Another service exhibitors highlighted was the possibility of ordering small quantities to cope with the industry’s uncertainties. Exhibitors from Vietnam, who came out in force for this edition, are convinced the country has a strong card to play in this domain. Especially given that the Free Trade Agreement with Europe (EVFTA) provides a particularly interesting framework for European brands. “At the moment, our primary market is the U.S., but Europe, which is our second largest market, has a huge potential for our exports,” says Anh Hoang Ngoc, Deputy Secretary General of the Vietnam Textile and Apparel Industry (VITAS) delegation. She also pointed out that her country’s companies present at the show have all been pre-selected by the Veritas audit firm, providing an additional gage of reliability. Exhibitors reported that the contacts they made are encouraging. “We have met a lot of young labels who are just starting out. We are interested in accompanying them because tomorrow they might be big brands,” says Thang Nguyen Toan, director of Thai Hoa, which works mainly in silks and whose minimum order is 100 pieces. Jenny Phan, LPTEX’s sales manager, makes the same case to her order writers, and also has a minimum order quantity of 100 pieces.
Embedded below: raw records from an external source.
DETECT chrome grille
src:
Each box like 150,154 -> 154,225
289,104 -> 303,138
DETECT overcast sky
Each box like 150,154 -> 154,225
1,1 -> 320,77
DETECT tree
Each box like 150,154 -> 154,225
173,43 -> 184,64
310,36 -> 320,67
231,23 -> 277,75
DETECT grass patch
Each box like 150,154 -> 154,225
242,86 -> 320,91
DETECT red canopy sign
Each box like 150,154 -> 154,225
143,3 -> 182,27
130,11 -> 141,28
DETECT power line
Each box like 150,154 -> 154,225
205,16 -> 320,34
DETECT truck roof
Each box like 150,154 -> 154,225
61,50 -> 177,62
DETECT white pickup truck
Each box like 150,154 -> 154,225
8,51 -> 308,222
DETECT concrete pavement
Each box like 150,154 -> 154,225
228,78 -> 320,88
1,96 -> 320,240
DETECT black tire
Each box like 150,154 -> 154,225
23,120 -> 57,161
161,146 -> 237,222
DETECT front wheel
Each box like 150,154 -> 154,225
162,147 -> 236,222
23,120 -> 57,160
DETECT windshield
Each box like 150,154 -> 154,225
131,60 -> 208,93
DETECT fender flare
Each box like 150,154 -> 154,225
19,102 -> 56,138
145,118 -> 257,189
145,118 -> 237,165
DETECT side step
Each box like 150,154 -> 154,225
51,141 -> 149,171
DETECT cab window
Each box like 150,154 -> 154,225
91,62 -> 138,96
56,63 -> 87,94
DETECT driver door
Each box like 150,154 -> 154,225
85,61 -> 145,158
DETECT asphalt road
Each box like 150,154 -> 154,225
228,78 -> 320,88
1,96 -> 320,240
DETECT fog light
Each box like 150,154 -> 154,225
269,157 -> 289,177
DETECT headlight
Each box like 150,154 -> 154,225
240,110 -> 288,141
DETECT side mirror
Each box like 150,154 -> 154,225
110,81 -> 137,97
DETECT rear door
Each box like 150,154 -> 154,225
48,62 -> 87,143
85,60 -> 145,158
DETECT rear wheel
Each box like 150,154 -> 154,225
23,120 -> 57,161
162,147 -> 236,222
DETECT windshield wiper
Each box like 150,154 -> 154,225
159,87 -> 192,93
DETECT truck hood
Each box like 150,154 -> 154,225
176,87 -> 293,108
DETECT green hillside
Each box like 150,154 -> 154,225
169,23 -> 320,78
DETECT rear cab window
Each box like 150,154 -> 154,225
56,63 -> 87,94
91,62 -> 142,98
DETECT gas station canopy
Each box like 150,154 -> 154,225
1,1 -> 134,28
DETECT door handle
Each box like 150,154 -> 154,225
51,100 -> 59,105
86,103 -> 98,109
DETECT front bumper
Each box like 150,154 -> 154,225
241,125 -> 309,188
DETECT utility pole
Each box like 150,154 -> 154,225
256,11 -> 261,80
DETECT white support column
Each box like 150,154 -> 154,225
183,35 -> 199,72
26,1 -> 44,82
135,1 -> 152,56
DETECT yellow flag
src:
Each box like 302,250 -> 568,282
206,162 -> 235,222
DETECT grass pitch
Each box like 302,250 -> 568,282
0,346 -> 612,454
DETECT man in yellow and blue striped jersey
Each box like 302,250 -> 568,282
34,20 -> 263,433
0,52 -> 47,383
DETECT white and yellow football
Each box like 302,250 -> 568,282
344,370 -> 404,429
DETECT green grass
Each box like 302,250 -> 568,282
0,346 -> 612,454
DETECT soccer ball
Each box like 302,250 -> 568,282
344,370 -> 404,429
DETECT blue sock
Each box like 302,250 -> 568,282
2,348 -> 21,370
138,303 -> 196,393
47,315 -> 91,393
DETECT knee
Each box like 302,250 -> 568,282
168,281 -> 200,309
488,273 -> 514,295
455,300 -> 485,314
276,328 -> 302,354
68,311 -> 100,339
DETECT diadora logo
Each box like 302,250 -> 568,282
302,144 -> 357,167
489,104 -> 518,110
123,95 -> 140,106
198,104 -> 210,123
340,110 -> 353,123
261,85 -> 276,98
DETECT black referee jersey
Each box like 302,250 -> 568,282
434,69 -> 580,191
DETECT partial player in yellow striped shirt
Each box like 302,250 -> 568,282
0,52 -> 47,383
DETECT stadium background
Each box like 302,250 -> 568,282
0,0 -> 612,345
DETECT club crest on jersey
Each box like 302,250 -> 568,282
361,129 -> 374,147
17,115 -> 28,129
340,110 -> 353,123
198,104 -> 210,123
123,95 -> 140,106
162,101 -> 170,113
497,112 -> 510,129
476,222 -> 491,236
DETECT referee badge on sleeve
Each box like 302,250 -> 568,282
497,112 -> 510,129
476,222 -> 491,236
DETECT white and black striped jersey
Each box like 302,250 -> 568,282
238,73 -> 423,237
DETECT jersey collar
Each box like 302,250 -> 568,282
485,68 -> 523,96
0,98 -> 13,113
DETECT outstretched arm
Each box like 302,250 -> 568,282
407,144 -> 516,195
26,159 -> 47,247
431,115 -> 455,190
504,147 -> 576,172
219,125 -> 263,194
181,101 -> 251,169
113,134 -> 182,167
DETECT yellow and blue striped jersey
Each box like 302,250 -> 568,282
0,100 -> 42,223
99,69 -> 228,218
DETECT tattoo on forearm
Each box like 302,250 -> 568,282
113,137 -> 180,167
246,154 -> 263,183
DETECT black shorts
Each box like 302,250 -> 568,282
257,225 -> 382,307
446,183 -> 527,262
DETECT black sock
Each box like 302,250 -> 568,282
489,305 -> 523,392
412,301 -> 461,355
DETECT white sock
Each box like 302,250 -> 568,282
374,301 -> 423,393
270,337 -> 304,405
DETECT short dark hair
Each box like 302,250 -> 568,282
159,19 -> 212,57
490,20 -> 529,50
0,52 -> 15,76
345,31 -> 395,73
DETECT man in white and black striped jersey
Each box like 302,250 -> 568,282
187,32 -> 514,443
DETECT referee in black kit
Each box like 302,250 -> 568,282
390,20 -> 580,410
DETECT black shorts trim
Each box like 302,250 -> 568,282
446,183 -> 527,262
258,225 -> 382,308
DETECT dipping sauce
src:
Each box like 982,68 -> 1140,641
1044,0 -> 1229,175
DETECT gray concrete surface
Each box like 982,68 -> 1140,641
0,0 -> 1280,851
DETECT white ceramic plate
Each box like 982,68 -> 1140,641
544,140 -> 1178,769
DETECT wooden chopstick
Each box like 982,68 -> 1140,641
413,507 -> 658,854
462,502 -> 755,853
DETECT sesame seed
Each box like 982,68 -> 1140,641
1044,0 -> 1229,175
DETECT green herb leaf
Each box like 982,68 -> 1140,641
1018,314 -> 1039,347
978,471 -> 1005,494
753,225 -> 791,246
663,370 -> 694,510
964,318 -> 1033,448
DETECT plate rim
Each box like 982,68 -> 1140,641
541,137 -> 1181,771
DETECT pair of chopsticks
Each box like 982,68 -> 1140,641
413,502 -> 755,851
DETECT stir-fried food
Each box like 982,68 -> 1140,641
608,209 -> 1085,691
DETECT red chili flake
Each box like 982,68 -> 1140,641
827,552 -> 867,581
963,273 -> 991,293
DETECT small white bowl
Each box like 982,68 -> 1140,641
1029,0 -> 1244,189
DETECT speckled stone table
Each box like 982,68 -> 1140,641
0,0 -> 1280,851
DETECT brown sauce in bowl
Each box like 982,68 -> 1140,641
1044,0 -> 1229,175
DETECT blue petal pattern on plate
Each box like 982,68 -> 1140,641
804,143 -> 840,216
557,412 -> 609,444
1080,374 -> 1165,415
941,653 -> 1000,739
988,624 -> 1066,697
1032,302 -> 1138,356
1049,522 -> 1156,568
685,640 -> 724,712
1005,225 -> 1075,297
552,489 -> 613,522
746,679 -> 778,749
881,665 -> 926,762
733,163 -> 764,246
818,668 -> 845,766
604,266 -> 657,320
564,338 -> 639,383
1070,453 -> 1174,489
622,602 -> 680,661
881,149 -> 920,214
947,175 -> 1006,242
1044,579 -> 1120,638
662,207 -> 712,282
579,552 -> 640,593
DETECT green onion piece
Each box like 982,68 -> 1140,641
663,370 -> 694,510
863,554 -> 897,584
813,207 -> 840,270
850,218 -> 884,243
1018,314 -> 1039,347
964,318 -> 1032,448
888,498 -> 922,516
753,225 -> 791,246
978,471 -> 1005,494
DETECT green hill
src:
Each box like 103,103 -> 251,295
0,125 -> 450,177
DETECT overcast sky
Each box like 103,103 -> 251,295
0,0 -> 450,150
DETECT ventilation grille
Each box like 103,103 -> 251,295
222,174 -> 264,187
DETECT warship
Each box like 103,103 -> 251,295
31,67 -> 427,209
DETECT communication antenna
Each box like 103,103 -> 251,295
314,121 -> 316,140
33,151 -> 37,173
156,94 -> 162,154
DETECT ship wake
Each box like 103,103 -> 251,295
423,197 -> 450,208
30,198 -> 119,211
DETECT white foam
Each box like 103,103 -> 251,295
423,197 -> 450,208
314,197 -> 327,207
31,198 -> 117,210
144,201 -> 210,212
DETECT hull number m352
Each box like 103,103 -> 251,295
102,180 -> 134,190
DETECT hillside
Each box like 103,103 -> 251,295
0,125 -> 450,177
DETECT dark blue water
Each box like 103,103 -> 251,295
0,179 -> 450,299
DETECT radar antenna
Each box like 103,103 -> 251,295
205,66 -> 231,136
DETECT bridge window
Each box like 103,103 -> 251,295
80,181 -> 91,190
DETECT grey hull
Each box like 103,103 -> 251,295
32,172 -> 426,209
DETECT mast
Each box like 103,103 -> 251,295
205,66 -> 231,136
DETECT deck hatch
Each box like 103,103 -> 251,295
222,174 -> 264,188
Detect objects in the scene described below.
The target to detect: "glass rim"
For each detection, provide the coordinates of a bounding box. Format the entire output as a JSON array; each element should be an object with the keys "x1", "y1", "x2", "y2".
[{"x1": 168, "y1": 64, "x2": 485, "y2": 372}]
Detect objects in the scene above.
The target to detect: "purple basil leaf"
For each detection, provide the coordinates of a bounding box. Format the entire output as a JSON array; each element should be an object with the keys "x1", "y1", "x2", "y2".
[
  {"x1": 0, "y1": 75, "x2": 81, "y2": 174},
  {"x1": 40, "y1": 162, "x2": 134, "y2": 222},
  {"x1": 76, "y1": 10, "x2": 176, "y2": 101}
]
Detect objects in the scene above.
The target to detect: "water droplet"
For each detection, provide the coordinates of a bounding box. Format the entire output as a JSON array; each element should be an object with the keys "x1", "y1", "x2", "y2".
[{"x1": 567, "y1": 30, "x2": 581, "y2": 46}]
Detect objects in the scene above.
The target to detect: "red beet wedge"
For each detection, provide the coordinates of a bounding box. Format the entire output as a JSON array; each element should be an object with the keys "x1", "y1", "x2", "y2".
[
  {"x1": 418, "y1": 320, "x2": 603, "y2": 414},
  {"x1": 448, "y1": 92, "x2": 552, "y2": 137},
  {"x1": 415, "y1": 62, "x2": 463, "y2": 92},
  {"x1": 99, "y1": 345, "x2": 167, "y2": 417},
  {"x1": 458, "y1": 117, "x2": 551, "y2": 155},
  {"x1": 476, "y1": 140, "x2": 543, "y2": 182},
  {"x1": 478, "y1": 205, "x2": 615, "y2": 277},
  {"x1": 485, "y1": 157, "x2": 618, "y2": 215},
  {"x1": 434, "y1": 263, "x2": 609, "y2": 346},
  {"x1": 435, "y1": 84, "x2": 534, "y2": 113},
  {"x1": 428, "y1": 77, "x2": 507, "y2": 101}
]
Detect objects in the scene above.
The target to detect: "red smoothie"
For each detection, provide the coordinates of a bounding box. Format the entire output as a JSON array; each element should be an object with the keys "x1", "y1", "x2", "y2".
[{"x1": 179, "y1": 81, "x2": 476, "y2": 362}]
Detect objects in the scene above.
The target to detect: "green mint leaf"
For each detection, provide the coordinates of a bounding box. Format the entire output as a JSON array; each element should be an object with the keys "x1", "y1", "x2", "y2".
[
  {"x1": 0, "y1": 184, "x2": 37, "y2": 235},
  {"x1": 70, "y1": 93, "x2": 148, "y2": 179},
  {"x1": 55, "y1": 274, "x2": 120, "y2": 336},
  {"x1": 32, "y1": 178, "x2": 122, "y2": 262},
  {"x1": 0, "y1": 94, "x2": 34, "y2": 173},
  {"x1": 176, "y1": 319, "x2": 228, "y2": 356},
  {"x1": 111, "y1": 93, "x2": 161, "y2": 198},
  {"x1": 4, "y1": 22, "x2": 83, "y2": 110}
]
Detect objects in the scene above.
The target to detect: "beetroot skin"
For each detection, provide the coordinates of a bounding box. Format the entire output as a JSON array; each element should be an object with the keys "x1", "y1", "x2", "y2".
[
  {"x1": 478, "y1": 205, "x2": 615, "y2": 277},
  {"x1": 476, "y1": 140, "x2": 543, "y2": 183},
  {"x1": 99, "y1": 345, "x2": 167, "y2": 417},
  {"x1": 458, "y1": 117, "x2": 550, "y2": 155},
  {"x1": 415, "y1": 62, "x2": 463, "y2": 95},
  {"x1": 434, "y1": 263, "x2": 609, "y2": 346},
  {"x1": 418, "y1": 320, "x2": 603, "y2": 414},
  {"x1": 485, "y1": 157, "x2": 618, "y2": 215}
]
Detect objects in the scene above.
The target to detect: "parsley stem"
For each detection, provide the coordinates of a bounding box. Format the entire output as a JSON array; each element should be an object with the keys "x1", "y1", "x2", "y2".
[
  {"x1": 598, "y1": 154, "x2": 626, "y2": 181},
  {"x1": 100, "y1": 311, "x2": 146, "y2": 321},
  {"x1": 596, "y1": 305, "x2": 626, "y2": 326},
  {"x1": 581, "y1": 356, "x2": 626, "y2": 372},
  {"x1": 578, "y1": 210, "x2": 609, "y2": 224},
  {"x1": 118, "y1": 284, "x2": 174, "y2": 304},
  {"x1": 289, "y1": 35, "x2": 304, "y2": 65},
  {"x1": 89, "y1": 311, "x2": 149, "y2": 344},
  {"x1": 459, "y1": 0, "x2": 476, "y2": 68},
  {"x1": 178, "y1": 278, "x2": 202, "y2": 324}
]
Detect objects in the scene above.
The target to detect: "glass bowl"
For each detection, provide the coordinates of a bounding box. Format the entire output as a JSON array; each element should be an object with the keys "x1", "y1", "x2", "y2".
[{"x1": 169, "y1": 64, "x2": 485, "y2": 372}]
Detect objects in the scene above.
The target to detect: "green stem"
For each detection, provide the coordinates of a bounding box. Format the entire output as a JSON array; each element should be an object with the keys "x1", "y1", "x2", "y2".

China, for its part, continues to build on its expertise in the manufacturing of parkas and other down items. Goldson is among those manufacturers whose customers are very high-end, as is Shanghai Eutropic. They too are adapting to the market’s new demands, with propositions both with and without fur, in order to bring down prices. But there’ s never any question of scrimping on style. The business climate is challenging but exhibitors remain convinced that creativity must prevail over price to win over consumers once again.